А вела она себя и вовсе как пятнадцатилетняя девчонка: полюбила прилечь с книжкой на кухонном диванчике, который теперь назывался «Митин» – подушка еще хранила его слабый запах. Чашка, из которой Митя пил кофе, стояла на почетном месте в буфете, и Лёка иногда – как бы украдкой от себя самой! – целовала фарфоровый бок. Она гуляла по тем местам, где они бродили с Митей, и даже пару раз съездила на Московский вокзал, чтобы постоять на той самой платформе и вновь ощутить на губах Митин поцелуй…

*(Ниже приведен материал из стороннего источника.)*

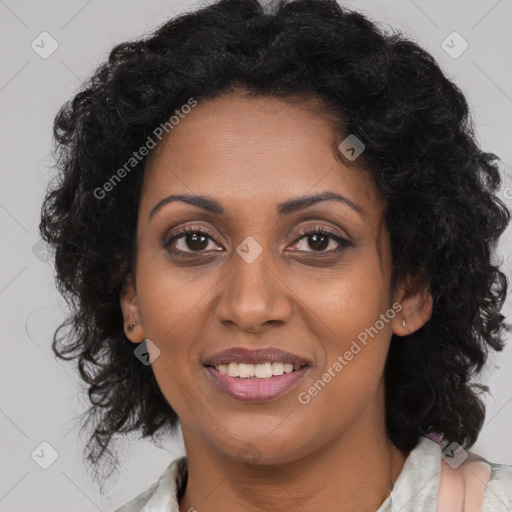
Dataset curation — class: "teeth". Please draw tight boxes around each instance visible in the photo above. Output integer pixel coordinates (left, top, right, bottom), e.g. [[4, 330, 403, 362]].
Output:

А иногда, присев на диван в большой комнате, она воображала сидящего напротив Митю и невольно уходила мыслями в прошлое – слова сестры не давали покоя: Лёке казалось, что все «грабли» в ее жизни были совершенно разными, если вообще можно говорить о каких-то «граблях»! В чем же Каля увидела сходство? В том, что каждый раз Лёка выбирала совершенно неподходящих мужчин?! Ну, первый раз, допустим, она вообще не выбирала…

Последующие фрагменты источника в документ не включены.